One of Larson's last conversations at the Marysville Community Food Bank before he left for his next scheduled destination was with Linda Varon, who lives right next door to the Food Bank.
"I only get $39 a month in food stamps because I get $900 in Social Security disability benefits, so I'm rich," Varon said sarcastically. She nonetheless expressed her appreciation to Larson for his support of the food stamp program, and to the volunteers of the Food Bank for their friendly assistance. "I can't say enough good things about them.
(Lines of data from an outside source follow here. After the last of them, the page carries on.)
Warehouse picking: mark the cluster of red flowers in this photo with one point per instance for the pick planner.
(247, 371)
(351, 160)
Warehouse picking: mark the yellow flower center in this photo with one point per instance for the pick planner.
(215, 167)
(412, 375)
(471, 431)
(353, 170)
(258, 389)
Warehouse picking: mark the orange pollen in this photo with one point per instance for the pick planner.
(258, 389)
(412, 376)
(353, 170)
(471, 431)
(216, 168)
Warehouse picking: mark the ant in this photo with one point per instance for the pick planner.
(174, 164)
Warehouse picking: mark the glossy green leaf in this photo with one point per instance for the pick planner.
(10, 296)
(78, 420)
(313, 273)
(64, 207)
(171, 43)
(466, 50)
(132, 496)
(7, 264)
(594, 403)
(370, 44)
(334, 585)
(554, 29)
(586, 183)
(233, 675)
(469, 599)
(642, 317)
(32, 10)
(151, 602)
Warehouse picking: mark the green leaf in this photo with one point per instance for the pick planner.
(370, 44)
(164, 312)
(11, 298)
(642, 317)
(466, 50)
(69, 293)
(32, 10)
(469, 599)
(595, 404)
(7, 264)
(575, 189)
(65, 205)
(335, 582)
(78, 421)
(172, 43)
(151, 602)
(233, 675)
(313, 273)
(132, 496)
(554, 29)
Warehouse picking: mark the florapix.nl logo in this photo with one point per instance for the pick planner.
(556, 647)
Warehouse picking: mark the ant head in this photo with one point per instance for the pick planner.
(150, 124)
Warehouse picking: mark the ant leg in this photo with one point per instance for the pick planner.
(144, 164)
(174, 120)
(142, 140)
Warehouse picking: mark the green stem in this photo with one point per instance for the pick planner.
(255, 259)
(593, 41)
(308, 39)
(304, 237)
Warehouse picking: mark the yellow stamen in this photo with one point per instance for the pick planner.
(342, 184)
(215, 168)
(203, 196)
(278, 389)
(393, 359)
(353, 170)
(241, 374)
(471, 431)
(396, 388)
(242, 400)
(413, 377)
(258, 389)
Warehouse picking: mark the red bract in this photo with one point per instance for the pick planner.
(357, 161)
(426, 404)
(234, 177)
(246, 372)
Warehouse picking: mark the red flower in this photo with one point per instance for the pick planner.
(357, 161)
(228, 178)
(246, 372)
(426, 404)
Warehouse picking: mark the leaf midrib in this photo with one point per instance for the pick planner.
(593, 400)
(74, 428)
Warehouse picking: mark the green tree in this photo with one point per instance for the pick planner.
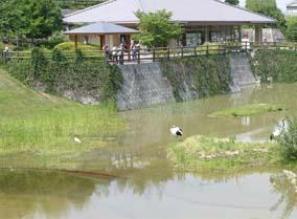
(232, 2)
(156, 29)
(29, 18)
(292, 28)
(268, 8)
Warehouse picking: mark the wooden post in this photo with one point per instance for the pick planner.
(168, 53)
(258, 34)
(75, 41)
(206, 36)
(129, 46)
(138, 56)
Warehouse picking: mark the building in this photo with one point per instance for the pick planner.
(292, 8)
(203, 20)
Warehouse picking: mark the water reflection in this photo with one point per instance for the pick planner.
(146, 185)
(288, 191)
(54, 195)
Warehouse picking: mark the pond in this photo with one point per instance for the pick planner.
(142, 182)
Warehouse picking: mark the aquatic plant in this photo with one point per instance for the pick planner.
(288, 142)
(43, 127)
(247, 110)
(204, 154)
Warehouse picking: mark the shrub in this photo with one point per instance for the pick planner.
(55, 39)
(58, 73)
(89, 51)
(288, 142)
(39, 62)
(291, 32)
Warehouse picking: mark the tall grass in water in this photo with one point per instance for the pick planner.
(288, 142)
(44, 126)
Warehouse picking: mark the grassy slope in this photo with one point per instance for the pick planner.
(44, 126)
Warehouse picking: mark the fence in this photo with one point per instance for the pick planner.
(141, 55)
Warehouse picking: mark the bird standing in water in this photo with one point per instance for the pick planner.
(176, 131)
(281, 128)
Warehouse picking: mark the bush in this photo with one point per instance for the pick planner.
(89, 51)
(39, 62)
(55, 39)
(291, 32)
(58, 73)
(288, 142)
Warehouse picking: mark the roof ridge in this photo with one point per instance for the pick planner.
(244, 9)
(292, 3)
(90, 7)
(140, 5)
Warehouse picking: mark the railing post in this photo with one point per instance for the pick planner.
(168, 53)
(195, 51)
(138, 56)
(182, 51)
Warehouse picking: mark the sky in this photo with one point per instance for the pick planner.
(281, 4)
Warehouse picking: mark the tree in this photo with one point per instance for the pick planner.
(232, 2)
(156, 29)
(292, 28)
(268, 8)
(30, 18)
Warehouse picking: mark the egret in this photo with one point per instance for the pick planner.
(77, 140)
(279, 129)
(176, 131)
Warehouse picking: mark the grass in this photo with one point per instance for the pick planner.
(247, 110)
(204, 154)
(44, 126)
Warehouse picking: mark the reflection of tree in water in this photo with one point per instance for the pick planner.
(288, 192)
(24, 193)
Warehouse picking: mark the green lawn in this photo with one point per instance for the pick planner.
(204, 154)
(44, 126)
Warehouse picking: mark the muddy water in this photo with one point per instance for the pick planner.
(145, 186)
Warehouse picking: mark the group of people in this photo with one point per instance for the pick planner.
(116, 54)
(5, 53)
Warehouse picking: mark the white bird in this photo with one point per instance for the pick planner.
(176, 131)
(279, 129)
(77, 140)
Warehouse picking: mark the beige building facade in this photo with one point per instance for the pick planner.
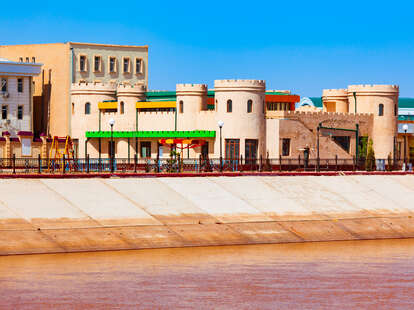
(256, 122)
(70, 62)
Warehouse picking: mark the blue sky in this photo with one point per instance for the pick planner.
(303, 46)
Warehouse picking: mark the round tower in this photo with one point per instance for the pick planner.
(191, 99)
(335, 100)
(240, 105)
(382, 102)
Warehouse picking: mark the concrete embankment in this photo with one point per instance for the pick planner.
(69, 215)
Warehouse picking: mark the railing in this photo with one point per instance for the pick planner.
(196, 165)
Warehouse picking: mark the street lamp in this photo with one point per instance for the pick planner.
(405, 128)
(111, 123)
(221, 123)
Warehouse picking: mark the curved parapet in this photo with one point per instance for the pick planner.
(377, 89)
(335, 100)
(93, 89)
(191, 89)
(237, 85)
(126, 90)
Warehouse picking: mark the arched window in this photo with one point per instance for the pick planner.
(381, 110)
(87, 108)
(181, 106)
(229, 106)
(122, 107)
(249, 106)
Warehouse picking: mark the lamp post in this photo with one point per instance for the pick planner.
(220, 124)
(111, 123)
(405, 128)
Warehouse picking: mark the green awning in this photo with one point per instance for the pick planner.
(152, 134)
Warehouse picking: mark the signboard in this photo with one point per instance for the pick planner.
(26, 147)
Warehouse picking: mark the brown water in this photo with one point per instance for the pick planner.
(333, 275)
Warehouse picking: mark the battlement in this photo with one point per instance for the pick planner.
(127, 89)
(373, 88)
(316, 114)
(234, 84)
(341, 92)
(191, 87)
(93, 88)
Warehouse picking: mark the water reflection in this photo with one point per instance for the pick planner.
(346, 275)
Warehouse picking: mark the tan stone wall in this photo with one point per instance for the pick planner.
(55, 71)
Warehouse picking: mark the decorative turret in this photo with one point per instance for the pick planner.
(382, 101)
(335, 100)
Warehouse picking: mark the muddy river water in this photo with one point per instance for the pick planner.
(327, 275)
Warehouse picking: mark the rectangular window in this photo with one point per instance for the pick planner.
(20, 112)
(3, 84)
(285, 147)
(19, 85)
(232, 148)
(126, 65)
(138, 66)
(4, 109)
(112, 64)
(145, 149)
(82, 63)
(97, 63)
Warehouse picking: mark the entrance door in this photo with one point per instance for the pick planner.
(145, 149)
(111, 149)
(251, 149)
(232, 148)
(204, 151)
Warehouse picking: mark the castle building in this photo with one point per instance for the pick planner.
(70, 62)
(256, 122)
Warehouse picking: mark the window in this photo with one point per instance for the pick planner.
(381, 110)
(112, 64)
(19, 85)
(249, 106)
(229, 106)
(82, 63)
(4, 110)
(232, 148)
(285, 147)
(122, 107)
(87, 108)
(20, 112)
(4, 84)
(138, 66)
(97, 61)
(145, 149)
(126, 65)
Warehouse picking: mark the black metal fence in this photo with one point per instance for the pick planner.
(196, 165)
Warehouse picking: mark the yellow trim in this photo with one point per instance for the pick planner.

By the middle of the month, I've run out of money to eat, but because I'm on blood thinners, I have to maintain a steady, healthy diet."
When Varon asked Larson, "Do the Congressmen who want to cut food stamps think we're abusing them, or that we're eating too much?" Larsen answered, "Yes and yes."
"They're so far removed from what it's like not to have anything to eat," Varon said. "Years ago, I was a single mom, and before I got my first food stamps in the mail, I couldn't afford to give my son real meat. He'd go to my mom's house and say, 'Grandma has salad,' like it was exotic. With food stamps, I was able to tell him, 'Now we'll have salad too.'"
"I can't imagine that my colleagues in Congress who want to cut this program don't have food banks in their own districts," Larsen said.
"If it takes 24 bags of groceries to feed the average family in need, only one of those would be able to be supplied by charity organizations," said Wong, the public policy manager for Northwest Harvest, a statewide food distribution organization which distributes to 19 food banks and other meal programs in Larsen's 2nd Congressional District alone.
"There's not enough from the private sector to make up the difference, because they have to look at their own bottom line," Lane said. "When kids lose these programs, it affects school budgets, because they rely on that reimbursement as well."